Un uomo, con un soprabito nero di lana molto attillato che insieme al cappello di feltro nero a tesa larga gli dava l’aria di un attore in tournée, e una donna, morbida e grassottella, volgare, vestita di seta nera, si incamminavano insieme lungo la banchina. La stazione era particolarmente squallida, di media grandezza, con sei binari, dei sottopassaggi, un ristorante, un bar e un tetto a vetri annerito dal fumo. “Un tempo a De Ritter sembrava immensa”. Il truffatore, definito da chi lo conosceva bene un dilettante, tornava nella sua città natale dopo un’assenza di ben ventiquattro anni. Con lui si trovava Léa, conosciuta a Clermont – Ferrand solo due mesi prima in una casa di tolleranza. René e Léa avevano viaggiato in terza classe e i loro vestiti emanavano un odore di treno. La pioggia cadeva sottile mentre la coppia si era diretta nel caffè di fronte alla stazione, dopo aver consumato una birra De Ritter aveva scritto a Léa l’indirizzo di un albergo. Lui aveva proseguito con una valigetta in mano e il bavero del soprabito rialzato. René conosceva quelle strade pietra per pietra continuando a camminare nel suo vecchio quartiere, ecco Rue Saint – Roch, Place des Métiers “pulita e ombreggiata come un giardinetto”. All’angolo di rue de l’Ecole, l’uomo aveva accelerato il passo per poi fermarsi davanti a una porta dipinta di verde.
“Come in tutte le case del quartiere c’era una targhetta di ottone vicina al campanello”.
Nella targhetta c’era scritto “Vedova Chevalier”. Dietro quella porta dipinta di verde viveva sua madre che aveva affittato una camera alla signorina Niquet “che aveva cinquant’anni e una buona rendita”. Strano connubio era quello... Nei giorni seguenti di quel maggio che qui appariva luminoso come non mai grazie alla fluidità dell’aria, De Ritter si sarebbe divertito a vagabondare per il faubourg che aveva abbandonato diciassettenne, lui figlio di un cassiere di banca, per arruolarsi “aveva chiesto di essere mandato nel Tonchino”. Da allora René non era più tornato a casa, nemmeno una volta.

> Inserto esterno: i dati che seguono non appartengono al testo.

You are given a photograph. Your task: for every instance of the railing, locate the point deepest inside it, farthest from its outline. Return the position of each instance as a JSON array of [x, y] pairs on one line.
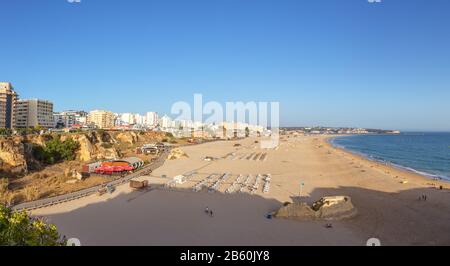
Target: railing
[[89, 191]]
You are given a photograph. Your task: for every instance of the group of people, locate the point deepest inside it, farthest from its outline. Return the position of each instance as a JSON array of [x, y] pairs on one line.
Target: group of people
[[209, 212], [423, 197]]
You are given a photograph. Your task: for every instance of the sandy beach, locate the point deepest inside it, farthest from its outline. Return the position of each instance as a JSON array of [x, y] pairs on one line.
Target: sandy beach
[[387, 200]]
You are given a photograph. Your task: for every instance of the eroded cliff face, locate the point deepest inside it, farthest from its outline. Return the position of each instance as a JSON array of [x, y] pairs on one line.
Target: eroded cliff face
[[12, 156], [16, 153]]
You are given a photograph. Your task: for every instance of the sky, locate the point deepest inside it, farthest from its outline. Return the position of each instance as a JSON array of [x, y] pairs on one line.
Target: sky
[[327, 62]]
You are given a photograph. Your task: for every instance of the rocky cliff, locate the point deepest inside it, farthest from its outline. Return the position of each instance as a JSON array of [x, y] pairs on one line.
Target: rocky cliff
[[16, 152]]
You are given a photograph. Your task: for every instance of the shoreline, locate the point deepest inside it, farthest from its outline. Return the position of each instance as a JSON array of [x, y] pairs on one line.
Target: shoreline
[[388, 166], [387, 208]]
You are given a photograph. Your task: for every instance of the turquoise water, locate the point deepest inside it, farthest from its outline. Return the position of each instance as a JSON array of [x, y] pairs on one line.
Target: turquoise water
[[424, 153]]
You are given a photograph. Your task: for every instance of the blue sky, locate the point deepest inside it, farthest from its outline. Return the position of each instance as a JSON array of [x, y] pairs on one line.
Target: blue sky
[[328, 62]]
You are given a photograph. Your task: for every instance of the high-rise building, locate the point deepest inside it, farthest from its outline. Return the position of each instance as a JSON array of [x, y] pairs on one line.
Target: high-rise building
[[8, 98], [70, 118], [101, 118], [32, 113], [152, 119]]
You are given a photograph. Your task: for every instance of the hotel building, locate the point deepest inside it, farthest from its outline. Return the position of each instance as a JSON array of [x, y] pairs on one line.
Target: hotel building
[[8, 98], [32, 113], [101, 119]]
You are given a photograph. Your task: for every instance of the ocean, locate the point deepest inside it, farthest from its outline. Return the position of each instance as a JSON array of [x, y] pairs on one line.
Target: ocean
[[424, 153]]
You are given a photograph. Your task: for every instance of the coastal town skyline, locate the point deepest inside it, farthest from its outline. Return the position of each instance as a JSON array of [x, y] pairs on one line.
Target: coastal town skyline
[[147, 60]]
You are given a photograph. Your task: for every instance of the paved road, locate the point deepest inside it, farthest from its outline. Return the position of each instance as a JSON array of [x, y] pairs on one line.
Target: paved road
[[89, 191]]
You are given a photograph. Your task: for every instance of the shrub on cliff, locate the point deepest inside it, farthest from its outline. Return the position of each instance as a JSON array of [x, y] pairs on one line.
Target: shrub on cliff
[[18, 229], [55, 151]]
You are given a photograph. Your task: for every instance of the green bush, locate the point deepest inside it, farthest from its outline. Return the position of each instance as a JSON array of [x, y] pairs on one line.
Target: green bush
[[55, 151], [18, 229]]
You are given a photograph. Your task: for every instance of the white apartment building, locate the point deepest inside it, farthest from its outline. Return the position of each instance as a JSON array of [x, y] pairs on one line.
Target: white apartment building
[[101, 119], [152, 119], [70, 118], [32, 113], [8, 98]]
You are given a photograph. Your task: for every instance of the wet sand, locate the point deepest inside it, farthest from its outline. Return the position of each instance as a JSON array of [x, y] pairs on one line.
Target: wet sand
[[387, 208]]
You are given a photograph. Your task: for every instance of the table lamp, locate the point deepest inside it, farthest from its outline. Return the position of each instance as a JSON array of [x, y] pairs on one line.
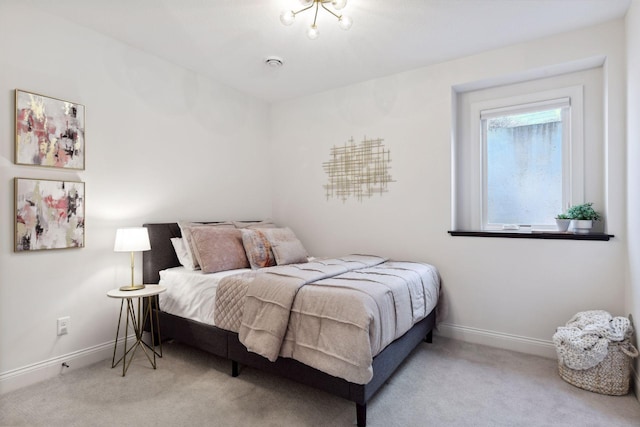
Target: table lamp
[[132, 239]]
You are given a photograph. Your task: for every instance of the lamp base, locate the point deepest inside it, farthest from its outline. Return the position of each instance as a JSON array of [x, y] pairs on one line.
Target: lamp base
[[132, 288]]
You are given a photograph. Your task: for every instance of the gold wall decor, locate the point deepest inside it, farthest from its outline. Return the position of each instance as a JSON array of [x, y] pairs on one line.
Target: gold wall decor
[[358, 170]]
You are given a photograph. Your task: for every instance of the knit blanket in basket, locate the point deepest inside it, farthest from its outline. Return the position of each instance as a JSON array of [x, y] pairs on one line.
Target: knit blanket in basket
[[584, 342]]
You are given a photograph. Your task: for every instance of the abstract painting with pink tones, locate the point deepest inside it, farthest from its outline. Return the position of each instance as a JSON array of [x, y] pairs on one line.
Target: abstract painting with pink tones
[[49, 214], [49, 132]]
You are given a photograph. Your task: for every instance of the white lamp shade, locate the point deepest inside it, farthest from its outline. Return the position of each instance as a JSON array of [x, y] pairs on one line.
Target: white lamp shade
[[132, 239]]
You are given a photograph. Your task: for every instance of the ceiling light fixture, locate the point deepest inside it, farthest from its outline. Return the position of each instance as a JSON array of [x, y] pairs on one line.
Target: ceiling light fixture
[[274, 61], [288, 16]]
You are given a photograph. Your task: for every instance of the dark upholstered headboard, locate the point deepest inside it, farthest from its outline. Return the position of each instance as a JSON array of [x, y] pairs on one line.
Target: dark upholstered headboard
[[162, 255]]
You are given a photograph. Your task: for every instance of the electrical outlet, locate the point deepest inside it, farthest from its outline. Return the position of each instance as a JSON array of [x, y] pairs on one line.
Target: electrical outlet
[[63, 325]]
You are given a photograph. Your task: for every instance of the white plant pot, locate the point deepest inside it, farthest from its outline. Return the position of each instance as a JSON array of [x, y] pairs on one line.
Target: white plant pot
[[582, 226]]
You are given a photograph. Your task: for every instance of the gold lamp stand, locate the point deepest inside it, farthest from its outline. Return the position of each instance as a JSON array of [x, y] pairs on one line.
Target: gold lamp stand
[[132, 287]]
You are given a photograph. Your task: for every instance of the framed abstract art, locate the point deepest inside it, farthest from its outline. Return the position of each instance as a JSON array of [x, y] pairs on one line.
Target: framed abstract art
[[49, 132], [48, 214]]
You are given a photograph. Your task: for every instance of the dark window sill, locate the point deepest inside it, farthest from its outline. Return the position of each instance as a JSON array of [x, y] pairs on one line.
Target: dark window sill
[[535, 235]]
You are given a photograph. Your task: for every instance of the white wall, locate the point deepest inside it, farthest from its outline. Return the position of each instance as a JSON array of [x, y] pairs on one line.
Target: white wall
[[162, 144], [511, 293], [633, 168]]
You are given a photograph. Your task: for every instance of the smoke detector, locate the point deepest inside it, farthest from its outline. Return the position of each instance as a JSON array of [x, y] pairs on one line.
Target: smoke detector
[[274, 61]]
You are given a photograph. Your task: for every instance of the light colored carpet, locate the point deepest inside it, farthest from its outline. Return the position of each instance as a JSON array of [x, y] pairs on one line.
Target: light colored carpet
[[447, 383]]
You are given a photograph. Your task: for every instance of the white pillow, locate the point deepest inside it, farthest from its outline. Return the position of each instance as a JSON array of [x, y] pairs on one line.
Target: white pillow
[[181, 251], [286, 247]]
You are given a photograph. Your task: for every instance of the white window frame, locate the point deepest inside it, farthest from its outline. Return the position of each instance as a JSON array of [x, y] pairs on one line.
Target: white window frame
[[572, 150]]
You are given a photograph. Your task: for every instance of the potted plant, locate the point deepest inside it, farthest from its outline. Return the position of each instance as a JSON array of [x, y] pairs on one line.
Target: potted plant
[[562, 222], [583, 216]]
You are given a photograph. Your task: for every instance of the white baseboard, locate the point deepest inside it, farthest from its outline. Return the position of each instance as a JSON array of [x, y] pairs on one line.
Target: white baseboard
[[517, 343], [40, 371]]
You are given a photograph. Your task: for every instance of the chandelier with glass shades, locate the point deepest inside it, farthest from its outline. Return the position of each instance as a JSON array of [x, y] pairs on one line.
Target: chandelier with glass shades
[[288, 16]]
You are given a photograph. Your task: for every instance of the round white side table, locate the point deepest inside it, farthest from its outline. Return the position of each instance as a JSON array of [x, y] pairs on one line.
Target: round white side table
[[136, 319]]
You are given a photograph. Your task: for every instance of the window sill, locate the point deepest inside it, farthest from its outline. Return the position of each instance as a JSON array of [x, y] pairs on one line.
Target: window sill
[[534, 235]]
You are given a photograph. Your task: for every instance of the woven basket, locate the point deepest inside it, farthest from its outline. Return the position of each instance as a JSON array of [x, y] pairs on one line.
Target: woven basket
[[611, 376]]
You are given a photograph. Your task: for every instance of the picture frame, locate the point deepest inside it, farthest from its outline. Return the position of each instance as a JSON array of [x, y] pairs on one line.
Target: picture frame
[[49, 214], [49, 132]]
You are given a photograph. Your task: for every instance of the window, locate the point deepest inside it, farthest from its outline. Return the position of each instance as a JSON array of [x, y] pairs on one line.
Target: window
[[523, 147], [523, 151]]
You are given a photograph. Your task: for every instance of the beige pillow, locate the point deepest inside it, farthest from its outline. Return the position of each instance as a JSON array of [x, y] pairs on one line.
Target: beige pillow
[[218, 248], [267, 223], [258, 249], [286, 247], [185, 230]]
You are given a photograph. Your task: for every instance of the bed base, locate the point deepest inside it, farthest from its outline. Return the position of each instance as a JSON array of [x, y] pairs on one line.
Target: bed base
[[227, 344]]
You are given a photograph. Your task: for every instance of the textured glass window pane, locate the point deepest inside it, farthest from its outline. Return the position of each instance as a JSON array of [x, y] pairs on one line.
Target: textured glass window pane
[[524, 168]]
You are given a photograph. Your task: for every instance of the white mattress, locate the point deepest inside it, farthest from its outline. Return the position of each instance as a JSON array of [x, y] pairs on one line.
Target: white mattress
[[191, 294]]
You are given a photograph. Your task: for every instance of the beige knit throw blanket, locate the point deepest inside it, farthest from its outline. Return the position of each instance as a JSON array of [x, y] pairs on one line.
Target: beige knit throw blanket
[[584, 342]]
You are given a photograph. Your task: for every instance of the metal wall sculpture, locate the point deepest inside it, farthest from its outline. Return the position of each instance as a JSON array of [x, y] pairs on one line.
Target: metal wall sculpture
[[358, 170]]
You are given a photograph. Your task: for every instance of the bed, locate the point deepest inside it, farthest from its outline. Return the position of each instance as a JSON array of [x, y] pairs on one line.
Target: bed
[[196, 331]]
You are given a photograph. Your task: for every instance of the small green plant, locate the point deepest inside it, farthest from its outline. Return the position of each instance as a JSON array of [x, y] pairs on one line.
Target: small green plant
[[584, 211]]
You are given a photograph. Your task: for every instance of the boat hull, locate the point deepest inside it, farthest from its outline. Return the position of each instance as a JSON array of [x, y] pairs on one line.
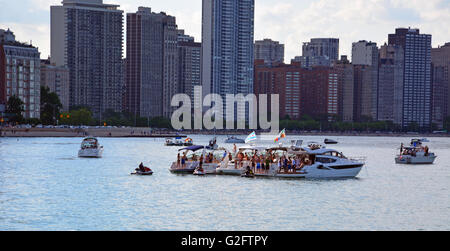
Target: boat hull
[[234, 141], [229, 171], [417, 160], [90, 153]]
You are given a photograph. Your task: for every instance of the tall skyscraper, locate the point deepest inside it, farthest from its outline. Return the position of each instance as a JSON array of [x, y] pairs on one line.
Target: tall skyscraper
[[302, 91], [188, 64], [390, 83], [270, 51], [417, 89], [20, 73], [227, 47], [440, 58], [86, 36], [319, 52], [346, 94], [152, 63], [56, 78], [365, 60]]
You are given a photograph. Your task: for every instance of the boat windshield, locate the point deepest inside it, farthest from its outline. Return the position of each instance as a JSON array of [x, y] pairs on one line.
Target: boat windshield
[[89, 143]]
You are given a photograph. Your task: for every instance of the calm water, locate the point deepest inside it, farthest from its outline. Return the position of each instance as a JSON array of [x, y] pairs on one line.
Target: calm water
[[44, 186]]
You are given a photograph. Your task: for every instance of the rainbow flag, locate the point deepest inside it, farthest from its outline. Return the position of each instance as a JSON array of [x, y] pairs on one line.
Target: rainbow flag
[[250, 137], [281, 135]]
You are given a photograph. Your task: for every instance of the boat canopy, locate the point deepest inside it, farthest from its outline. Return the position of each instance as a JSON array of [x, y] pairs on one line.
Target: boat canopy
[[192, 148], [88, 139], [248, 147], [319, 151]]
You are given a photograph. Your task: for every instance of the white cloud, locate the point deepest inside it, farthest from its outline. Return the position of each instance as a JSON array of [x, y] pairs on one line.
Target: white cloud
[[291, 22]]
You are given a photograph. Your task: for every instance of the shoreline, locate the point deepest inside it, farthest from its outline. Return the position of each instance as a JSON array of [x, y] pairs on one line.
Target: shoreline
[[147, 133]]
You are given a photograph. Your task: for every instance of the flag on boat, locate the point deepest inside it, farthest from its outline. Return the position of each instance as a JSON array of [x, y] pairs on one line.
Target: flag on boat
[[280, 136], [250, 137]]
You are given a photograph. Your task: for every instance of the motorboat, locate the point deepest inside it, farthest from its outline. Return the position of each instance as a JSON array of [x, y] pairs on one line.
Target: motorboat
[[188, 142], [174, 142], [137, 172], [142, 170], [234, 140], [237, 165], [330, 141], [212, 144], [90, 148], [415, 154], [210, 159], [248, 173], [311, 162], [188, 161], [199, 171]]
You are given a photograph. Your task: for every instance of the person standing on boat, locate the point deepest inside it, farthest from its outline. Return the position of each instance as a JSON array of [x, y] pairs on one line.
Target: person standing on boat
[[183, 160], [141, 167]]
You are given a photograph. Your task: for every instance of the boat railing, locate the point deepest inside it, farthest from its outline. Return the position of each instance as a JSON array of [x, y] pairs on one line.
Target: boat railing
[[358, 158]]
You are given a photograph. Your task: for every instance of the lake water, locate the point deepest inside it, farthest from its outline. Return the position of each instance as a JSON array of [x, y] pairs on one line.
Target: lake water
[[45, 186]]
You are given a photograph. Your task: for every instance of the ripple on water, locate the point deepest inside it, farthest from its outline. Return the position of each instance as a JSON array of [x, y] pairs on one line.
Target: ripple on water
[[44, 186]]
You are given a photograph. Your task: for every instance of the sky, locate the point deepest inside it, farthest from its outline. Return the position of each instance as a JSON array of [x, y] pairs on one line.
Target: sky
[[290, 22]]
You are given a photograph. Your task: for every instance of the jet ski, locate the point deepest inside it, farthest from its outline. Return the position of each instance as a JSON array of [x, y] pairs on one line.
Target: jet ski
[[199, 171], [248, 173], [139, 171]]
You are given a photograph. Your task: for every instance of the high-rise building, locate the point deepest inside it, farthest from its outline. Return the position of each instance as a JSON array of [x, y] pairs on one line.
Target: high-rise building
[[417, 88], [319, 52], [270, 51], [56, 78], [302, 91], [440, 58], [20, 73], [227, 47], [189, 64], [390, 83], [346, 92], [86, 36], [365, 60], [152, 63]]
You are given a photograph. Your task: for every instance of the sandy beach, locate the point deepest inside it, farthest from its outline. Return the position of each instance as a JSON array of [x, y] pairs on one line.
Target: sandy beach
[[155, 133], [78, 132]]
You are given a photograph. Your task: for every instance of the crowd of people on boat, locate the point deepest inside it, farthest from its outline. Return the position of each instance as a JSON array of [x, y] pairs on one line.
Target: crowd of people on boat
[[412, 151], [262, 163]]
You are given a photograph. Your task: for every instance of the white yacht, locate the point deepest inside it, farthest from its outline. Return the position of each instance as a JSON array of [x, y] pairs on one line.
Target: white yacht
[[234, 140], [90, 148], [415, 154], [314, 162]]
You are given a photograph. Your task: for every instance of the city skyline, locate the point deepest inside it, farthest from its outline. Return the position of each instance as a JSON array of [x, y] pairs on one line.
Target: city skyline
[[290, 22]]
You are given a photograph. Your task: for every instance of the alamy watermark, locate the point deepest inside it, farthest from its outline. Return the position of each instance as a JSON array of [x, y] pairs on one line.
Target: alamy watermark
[[235, 114]]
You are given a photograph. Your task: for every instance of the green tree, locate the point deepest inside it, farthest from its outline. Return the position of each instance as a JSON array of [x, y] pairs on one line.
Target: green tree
[[50, 106], [15, 107]]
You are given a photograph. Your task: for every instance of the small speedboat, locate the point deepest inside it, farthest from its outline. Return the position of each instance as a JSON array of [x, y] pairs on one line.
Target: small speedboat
[[142, 173], [90, 148], [248, 174], [146, 171], [330, 141], [234, 140], [212, 144]]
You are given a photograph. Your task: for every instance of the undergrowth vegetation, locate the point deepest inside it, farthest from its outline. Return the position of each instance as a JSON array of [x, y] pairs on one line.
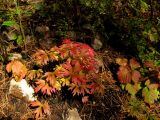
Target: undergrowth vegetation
[[55, 40]]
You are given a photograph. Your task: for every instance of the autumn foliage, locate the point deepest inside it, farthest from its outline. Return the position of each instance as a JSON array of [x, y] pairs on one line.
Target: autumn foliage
[[130, 76], [76, 62]]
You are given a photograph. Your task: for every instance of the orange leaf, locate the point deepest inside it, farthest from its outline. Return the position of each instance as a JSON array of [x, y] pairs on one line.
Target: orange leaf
[[124, 74], [85, 99], [41, 108], [18, 69], [134, 64], [50, 77], [47, 89], [136, 75], [32, 74], [46, 108], [36, 103], [38, 112], [41, 57], [40, 84]]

“Adesso chi l’avrebbe più riconosciuto? Chi si ricordava del ragazzino scheletrico, che portava i capelli lunghi, da artista, che guardava in modo insolente le zie e gli zii, e disprezzava l’intero quartiere e la sua gentucola?”.
Fuggire dalla cittadina di provincia, esplorare il pianeta, via dal mondo opprimente e chiuso nel quale era nato e cresciuto, era stato questo il pensiero dominante di De Ritter che fin da giovane aveva voluto fare a modo suo e che quando diceva la verità sembrava che mentisse. Non aveva mai voluto essere una pecora in vita sua, René aveva 42 anni e nemmeno un soldo in tasca, perché “meglio vivere nell’immediato presente”.
In Faubourg, scritto da Simenon a Papeete nel 1935, apparso a puntate sul settimanale Marianne l’anno seguente e stampato nel 1937, il protagonista compie il classico viaggio proustiano alla recherche du temps perdu.
La bella traduzione di Massimo Romano conduce chi legge attraverso la mente di René De Ritter alias René Chevalier, nato piccolo borghese, sfuggito alla mediocrità e alla noia e poi ritornatoci per disperazione, curiosità e forse nostalgia in una città alla quale volutamente il grande scrittore belga non ha dato un nome. Un delitto avrà luogo. Quando? Al lettore il piacere di scoprirlo.
Dal 1985 Adelphi ripubblica con cura meticolosa l’opera omnia di Simenon e nemmeno questo piccolo capolavoro di poco più di cento pagine nella cui elegante e raffinata copertina appare Nudo di donna sdraiata di Jules Pascin (Musée des Beaux Arts, Nancy) poteva sfuggire all’elenco. Riti consolidati sia prima di scrivere sia durante la scrittura, pipa caricata, astuccio di pelle rossa con matite temperate, un capitolo al giorno, accanto a sé l’elenco telefonico per selezionare nomi e indirizzi, piantine delle città e orari dei treni, pochi aggettivi. Era questo l’universo mentale di Simenon. Seduto con disciplina alla sua scrivania Georges raccontava la Comedie Humaine che ancora oggi ha la capacità di coinvolgere e affascinare noi lettori.
“Ma lui non aveva nessuna voglia di partire. Era partito troppe volte nella sua vita. Non aveva fatto altro che partire. Ora, anche se pieno di rabbia, provava il bisogno di girovagare per quelle strade, di riconoscere i muri, i profili, le insegne dei negozi...”.